In addition to counting, catii provides other aggregate functions to use with cubes: sum, mean, and valid count. These all take at least one additional "fact variable" as an argument; that is, the data to sum, or average, or count valid values within. These must also correspond row-wise to the cube dimensions.

Each of these operate just like count, and return a cube of results.

Weights

All of the ffuncs take an optional "weights" argument. If given, it must also correspond row-wise to the dimensions and any fact variables. The function then weights the data by these values. For example:

>>> from catii import ccube, iindex
>>> import numpy
>>> party = iindex({(1,): [0, 2, 5], (2,): [4]}, common=0, shape=(8,))
>>> ccube([party]).count()
array([4, 3, 1])
>>> weights = numpy.arange(10) / 10.0
>>> weights
array([0. , 0.1, 0.2, 0.3, 0.4, 0.5, 0.6, 0.7, 0.8, 0.9])
>>> ccube([party]).count(weights)
array([3.4, 0.7, 0.4])

Missing values

Fact variables and weight variables may take one of two forms: * a single NumPy array, where missing values are represented by NaN or NaT * a pair of NumPy arrays, where the first contains values and the second is a "validity" array of booleans: True meaning "valid" and False meaning "missing". Where False, the corresponding values in the first array are ignored.
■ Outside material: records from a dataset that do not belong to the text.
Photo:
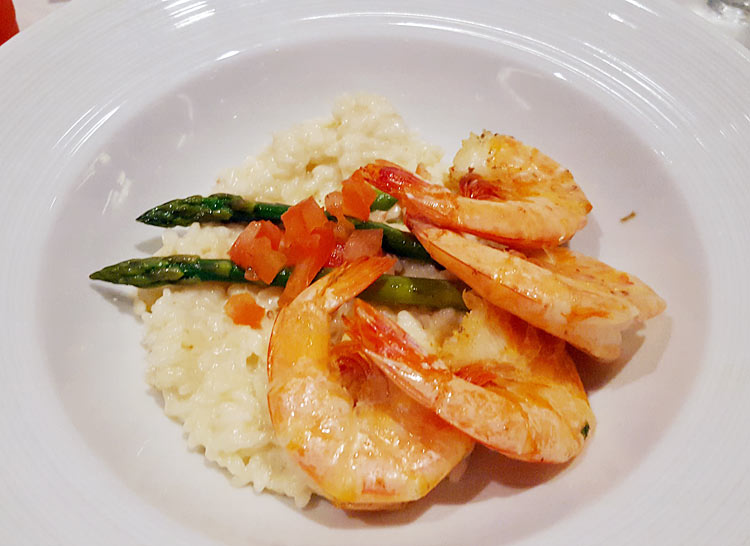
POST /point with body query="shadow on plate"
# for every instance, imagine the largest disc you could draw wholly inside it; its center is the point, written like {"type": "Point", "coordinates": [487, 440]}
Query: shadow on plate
{"type": "Point", "coordinates": [485, 467]}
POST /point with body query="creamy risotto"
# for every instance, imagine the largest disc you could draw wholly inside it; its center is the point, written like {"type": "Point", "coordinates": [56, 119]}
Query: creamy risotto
{"type": "Point", "coordinates": [212, 372]}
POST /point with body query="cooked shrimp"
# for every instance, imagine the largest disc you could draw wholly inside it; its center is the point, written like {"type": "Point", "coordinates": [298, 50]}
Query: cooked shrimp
{"type": "Point", "coordinates": [583, 301]}
{"type": "Point", "coordinates": [509, 192]}
{"type": "Point", "coordinates": [365, 444]}
{"type": "Point", "coordinates": [507, 384]}
{"type": "Point", "coordinates": [588, 271]}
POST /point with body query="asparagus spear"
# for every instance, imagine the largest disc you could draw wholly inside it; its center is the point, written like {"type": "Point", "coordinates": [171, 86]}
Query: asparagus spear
{"type": "Point", "coordinates": [225, 208]}
{"type": "Point", "coordinates": [187, 269]}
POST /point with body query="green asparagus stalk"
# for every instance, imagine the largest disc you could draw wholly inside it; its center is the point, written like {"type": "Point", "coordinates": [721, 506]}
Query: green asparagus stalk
{"type": "Point", "coordinates": [383, 201]}
{"type": "Point", "coordinates": [225, 208]}
{"type": "Point", "coordinates": [186, 269]}
{"type": "Point", "coordinates": [219, 207]}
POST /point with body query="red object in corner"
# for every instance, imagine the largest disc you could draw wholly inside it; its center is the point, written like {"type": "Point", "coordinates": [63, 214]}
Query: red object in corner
{"type": "Point", "coordinates": [8, 24]}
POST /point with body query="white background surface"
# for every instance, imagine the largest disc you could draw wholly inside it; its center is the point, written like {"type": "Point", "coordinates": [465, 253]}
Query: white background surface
{"type": "Point", "coordinates": [30, 11]}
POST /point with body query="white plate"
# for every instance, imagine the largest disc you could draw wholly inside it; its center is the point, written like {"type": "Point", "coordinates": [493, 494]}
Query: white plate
{"type": "Point", "coordinates": [108, 108]}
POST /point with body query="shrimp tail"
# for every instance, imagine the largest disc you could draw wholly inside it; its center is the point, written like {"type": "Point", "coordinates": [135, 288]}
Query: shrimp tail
{"type": "Point", "coordinates": [345, 283]}
{"type": "Point", "coordinates": [392, 179]}
{"type": "Point", "coordinates": [389, 347]}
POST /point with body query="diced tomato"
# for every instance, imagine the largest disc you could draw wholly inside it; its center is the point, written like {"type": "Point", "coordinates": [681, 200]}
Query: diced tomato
{"type": "Point", "coordinates": [358, 196]}
{"type": "Point", "coordinates": [363, 242]}
{"type": "Point", "coordinates": [337, 256]}
{"type": "Point", "coordinates": [335, 207]}
{"type": "Point", "coordinates": [257, 248]}
{"type": "Point", "coordinates": [321, 245]}
{"type": "Point", "coordinates": [242, 309]}
{"type": "Point", "coordinates": [266, 262]}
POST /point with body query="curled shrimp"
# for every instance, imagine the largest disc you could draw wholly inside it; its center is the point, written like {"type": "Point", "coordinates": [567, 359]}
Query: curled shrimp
{"type": "Point", "coordinates": [579, 299]}
{"type": "Point", "coordinates": [364, 444]}
{"type": "Point", "coordinates": [505, 383]}
{"type": "Point", "coordinates": [509, 192]}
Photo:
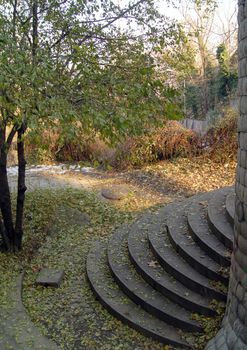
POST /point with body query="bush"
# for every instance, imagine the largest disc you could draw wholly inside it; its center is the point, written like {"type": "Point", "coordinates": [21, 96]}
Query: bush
{"type": "Point", "coordinates": [173, 140]}
{"type": "Point", "coordinates": [222, 139]}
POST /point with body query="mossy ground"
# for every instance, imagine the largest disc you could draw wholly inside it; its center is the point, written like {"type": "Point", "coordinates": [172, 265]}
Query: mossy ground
{"type": "Point", "coordinates": [70, 315]}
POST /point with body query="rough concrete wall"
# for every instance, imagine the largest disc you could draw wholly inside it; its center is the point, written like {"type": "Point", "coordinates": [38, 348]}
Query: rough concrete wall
{"type": "Point", "coordinates": [233, 334]}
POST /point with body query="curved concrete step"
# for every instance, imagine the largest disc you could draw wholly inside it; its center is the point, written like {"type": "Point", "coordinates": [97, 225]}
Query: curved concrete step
{"type": "Point", "coordinates": [110, 295]}
{"type": "Point", "coordinates": [147, 266]}
{"type": "Point", "coordinates": [185, 246]}
{"type": "Point", "coordinates": [17, 331]}
{"type": "Point", "coordinates": [230, 207]}
{"type": "Point", "coordinates": [203, 236]}
{"type": "Point", "coordinates": [180, 269]}
{"type": "Point", "coordinates": [218, 220]}
{"type": "Point", "coordinates": [141, 292]}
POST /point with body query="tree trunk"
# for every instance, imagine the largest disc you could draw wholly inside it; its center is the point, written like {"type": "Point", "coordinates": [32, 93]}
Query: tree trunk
{"type": "Point", "coordinates": [233, 334]}
{"type": "Point", "coordinates": [5, 202]}
{"type": "Point", "coordinates": [21, 189]}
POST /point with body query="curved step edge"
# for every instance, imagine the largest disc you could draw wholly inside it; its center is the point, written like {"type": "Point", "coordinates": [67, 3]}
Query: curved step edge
{"type": "Point", "coordinates": [185, 246]}
{"type": "Point", "coordinates": [139, 291]}
{"type": "Point", "coordinates": [202, 235]}
{"type": "Point", "coordinates": [217, 220]}
{"type": "Point", "coordinates": [158, 278]}
{"type": "Point", "coordinates": [117, 305]}
{"type": "Point", "coordinates": [230, 207]}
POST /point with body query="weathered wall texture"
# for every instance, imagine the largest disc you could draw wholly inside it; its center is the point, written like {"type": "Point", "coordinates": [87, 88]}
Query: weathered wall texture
{"type": "Point", "coordinates": [233, 335]}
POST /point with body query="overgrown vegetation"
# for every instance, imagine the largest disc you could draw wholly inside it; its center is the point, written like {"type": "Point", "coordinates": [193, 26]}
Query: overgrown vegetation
{"type": "Point", "coordinates": [167, 142]}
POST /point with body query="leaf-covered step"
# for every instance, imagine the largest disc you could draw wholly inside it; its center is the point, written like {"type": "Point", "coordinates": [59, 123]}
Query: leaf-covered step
{"type": "Point", "coordinates": [217, 218]}
{"type": "Point", "coordinates": [141, 292]}
{"type": "Point", "coordinates": [203, 236]}
{"type": "Point", "coordinates": [112, 297]}
{"type": "Point", "coordinates": [180, 269]}
{"type": "Point", "coordinates": [148, 267]}
{"type": "Point", "coordinates": [230, 207]}
{"type": "Point", "coordinates": [185, 246]}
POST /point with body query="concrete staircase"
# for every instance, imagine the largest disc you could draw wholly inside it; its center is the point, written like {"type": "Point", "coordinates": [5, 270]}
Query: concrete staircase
{"type": "Point", "coordinates": [155, 273]}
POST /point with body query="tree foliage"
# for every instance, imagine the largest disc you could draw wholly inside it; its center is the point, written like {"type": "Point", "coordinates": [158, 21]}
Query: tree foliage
{"type": "Point", "coordinates": [77, 65]}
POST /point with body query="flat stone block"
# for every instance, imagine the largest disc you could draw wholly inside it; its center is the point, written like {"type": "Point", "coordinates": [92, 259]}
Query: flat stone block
{"type": "Point", "coordinates": [115, 192]}
{"type": "Point", "coordinates": [50, 277]}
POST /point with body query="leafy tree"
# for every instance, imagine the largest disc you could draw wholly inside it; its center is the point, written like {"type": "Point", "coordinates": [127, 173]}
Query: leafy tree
{"type": "Point", "coordinates": [76, 65]}
{"type": "Point", "coordinates": [227, 79]}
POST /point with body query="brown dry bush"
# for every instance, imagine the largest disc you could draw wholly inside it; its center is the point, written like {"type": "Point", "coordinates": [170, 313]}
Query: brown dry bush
{"type": "Point", "coordinates": [222, 140]}
{"type": "Point", "coordinates": [170, 141]}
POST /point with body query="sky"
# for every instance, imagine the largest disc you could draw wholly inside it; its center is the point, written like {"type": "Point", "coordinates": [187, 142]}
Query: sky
{"type": "Point", "coordinates": [225, 18]}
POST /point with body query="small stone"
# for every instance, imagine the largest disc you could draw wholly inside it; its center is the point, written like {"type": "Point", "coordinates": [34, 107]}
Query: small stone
{"type": "Point", "coordinates": [50, 277]}
{"type": "Point", "coordinates": [115, 192]}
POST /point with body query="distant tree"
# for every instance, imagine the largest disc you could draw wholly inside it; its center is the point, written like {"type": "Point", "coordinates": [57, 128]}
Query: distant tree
{"type": "Point", "coordinates": [227, 79]}
{"type": "Point", "coordinates": [76, 65]}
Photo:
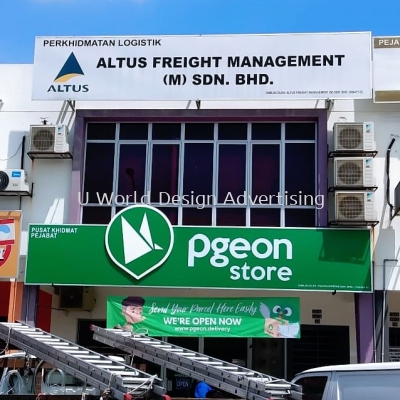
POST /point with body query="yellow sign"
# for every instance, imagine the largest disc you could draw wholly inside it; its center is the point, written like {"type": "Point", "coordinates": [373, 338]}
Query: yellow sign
{"type": "Point", "coordinates": [10, 233]}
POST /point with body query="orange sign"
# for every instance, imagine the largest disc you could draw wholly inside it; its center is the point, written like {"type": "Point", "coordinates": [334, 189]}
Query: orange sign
{"type": "Point", "coordinates": [10, 236]}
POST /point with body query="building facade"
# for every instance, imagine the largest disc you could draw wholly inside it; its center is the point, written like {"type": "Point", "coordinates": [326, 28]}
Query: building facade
{"type": "Point", "coordinates": [208, 166]}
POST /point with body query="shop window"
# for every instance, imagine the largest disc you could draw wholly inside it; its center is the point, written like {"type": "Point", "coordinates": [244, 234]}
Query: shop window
{"type": "Point", "coordinates": [197, 216]}
{"type": "Point", "coordinates": [318, 345]}
{"type": "Point", "coordinates": [231, 173]}
{"type": "Point", "coordinates": [132, 172]}
{"type": "Point", "coordinates": [265, 217]}
{"type": "Point", "coordinates": [300, 218]}
{"type": "Point", "coordinates": [166, 131]}
{"type": "Point", "coordinates": [199, 131]}
{"type": "Point", "coordinates": [300, 173]}
{"type": "Point", "coordinates": [99, 171]}
{"type": "Point", "coordinates": [300, 131]}
{"type": "Point", "coordinates": [198, 169]}
{"type": "Point", "coordinates": [196, 159]}
{"type": "Point", "coordinates": [170, 212]}
{"type": "Point", "coordinates": [164, 173]}
{"type": "Point", "coordinates": [265, 173]}
{"type": "Point", "coordinates": [137, 131]}
{"type": "Point", "coordinates": [266, 131]}
{"type": "Point", "coordinates": [96, 215]}
{"type": "Point", "coordinates": [232, 131]}
{"type": "Point", "coordinates": [101, 131]}
{"type": "Point", "coordinates": [231, 216]}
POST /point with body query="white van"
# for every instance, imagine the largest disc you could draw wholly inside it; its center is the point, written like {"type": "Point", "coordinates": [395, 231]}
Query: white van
{"type": "Point", "coordinates": [351, 382]}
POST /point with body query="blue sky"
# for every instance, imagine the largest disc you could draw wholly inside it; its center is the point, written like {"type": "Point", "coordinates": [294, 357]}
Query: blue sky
{"type": "Point", "coordinates": [22, 20]}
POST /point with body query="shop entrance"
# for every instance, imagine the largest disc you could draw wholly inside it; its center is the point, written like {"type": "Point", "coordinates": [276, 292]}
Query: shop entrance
{"type": "Point", "coordinates": [319, 345]}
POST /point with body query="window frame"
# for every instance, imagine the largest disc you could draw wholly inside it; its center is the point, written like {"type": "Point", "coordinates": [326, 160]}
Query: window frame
{"type": "Point", "coordinates": [249, 143]}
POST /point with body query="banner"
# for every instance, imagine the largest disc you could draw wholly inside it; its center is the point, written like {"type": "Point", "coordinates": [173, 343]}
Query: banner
{"type": "Point", "coordinates": [139, 247]}
{"type": "Point", "coordinates": [10, 231]}
{"type": "Point", "coordinates": [386, 74]}
{"type": "Point", "coordinates": [206, 67]}
{"type": "Point", "coordinates": [204, 317]}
To some extent, which format you choose depends on your application and how your data is already represented. Note, however, that NumPy arrays of int or str have no standard way to represent missing values. Rather than nominate sentinel values for these and similar types, you may pass a separate "validity" array of booleans, and you might therefore consider doing so for all dtypes. Note this is slightly faster, as well.

Functions provided here all have a reduce method which returns cube output as NumPy arrays; these outputs may also have a missing value in any cell that

  1. had no rows in the inputs with cube dimensions corresponding to it, or
  2. had rows but corresponding fact values or weights were missing values ("all" if ignore_missing else "any").

This is somewhat divergent from standard NumPy which, for example, defaults numpy.sum([]) to 0.0. However, consumers of catii often need to distinguish a sum or mean of [0, 0] from one of []. You are, of course, free to take the output and set arr[arr.isnan()] = 0 if you desire.

Each ffunc has an optional ignore_missing arg. If False (the default), then any missing values (values=NaN or validity=False) are propagated so that outputs also have a missing value in any cell that had a missing value in one of the rows in the fact variable or weight that contributed to that cell. If ignore_missing is True, such input rows are ignored and do not contribute to the output, much like NumPy's nanmean or R's na.rm = TRUE. Note this is also faster and uses less memory.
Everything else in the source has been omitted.